Land is available for industrial development in the North West, unlike in many other areas of the UK. But space in Greater Manchester is scarce, and prime sites are even harder to come by.

As Kevin Mofid, industrial research director at Savills, points out, a total of 1,400 acres of land that could accommodate new industrial units of more than 100,000 sq ft is currently being promoted for development in the North West. However, only 40% (570 acres) of the total is on what are classified as prime logistics sites and just 22% (306 acres) is located in Greater Manchester.

“With occupier demand for big sheds in the region remaining strong, this [undersupply] could start to become a major issue,” says Mofid.

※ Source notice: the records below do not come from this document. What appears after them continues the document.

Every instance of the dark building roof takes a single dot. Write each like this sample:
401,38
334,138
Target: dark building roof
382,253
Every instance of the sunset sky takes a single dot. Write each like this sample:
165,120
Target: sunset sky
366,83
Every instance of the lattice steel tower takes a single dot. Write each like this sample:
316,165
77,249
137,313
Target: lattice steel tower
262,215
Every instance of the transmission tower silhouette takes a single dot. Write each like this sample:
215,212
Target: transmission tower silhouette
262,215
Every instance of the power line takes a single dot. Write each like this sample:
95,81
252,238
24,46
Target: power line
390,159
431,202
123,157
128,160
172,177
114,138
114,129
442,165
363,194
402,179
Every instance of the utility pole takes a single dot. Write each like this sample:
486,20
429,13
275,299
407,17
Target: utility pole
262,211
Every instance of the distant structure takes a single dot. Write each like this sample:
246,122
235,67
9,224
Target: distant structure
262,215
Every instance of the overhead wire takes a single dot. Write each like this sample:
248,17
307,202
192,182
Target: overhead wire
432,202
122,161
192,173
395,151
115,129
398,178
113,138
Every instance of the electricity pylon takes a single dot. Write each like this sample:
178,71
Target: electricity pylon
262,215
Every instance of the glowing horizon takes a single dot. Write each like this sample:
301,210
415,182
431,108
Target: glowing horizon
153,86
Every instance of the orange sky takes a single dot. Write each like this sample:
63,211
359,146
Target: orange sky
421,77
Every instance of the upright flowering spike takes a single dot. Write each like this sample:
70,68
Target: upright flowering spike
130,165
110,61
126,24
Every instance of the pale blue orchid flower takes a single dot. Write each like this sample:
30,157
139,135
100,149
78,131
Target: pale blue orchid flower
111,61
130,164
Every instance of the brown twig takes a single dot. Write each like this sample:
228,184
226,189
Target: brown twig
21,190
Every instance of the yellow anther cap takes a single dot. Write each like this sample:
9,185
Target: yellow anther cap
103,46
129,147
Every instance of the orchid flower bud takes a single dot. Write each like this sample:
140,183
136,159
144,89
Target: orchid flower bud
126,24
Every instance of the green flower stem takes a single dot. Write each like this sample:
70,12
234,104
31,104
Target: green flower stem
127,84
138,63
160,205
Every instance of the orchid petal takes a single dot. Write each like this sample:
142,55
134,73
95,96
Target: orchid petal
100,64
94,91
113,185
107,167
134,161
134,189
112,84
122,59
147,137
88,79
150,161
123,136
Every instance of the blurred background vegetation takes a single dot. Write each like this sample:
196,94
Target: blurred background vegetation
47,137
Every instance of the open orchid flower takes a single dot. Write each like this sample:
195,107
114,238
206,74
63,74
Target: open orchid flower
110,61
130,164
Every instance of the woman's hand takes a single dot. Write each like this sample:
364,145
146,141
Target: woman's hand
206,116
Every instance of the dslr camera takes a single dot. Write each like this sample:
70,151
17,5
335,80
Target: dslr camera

“When considering sites that could accommodate new industrial units of over 300,000 sq ft, land supply is even more constrained. In fact, there are only seven suitable sites in the North West, of which just five are in Greater Manchester.”

Bolton benefits

As a result, Logistics North in Bolton has been the beneficiary of a number of large industrial deals, primarily due to its ‘oven-ready’ status, says Jonathan Atherton, industrial director at Savills Manchester.

But having attracted occupiers including Aldi, MBDA and Joy Global, the site is now almost full and “the region needs to find its next success story”, he says.

“Manchester Airport, Port Salford and Grand Central at Trafford Park are among the few other sites with land still available for big shed development,” says Atherton.

“However, lack of suitable land in Greater Manchester has already contributed to some occupiers with industrial requirements of over 300,000 sq ft looking to Warrington and further afield.”

Framework

The continued lack of prime sites could be mitigated by the Greater Manchester Spatial Framework, the first draft of which identified sites suitable for industrial development.

“One solution to the potential shortage of land could be streamlining the planning process to take these sites from identification to consent more quickly,” says Atherton.

“Ultimately, occupiers focus on options that are deliverable in a relatively short timeframe and with infrastructure in place.

“Planners and developers can work together to bring such sites forward and ensure Greater Manchester can maintain its success as a major hub for industrial occupiers by providing much-sought-after land for new development.”

If the region is to find its next success story, collaboration will be key.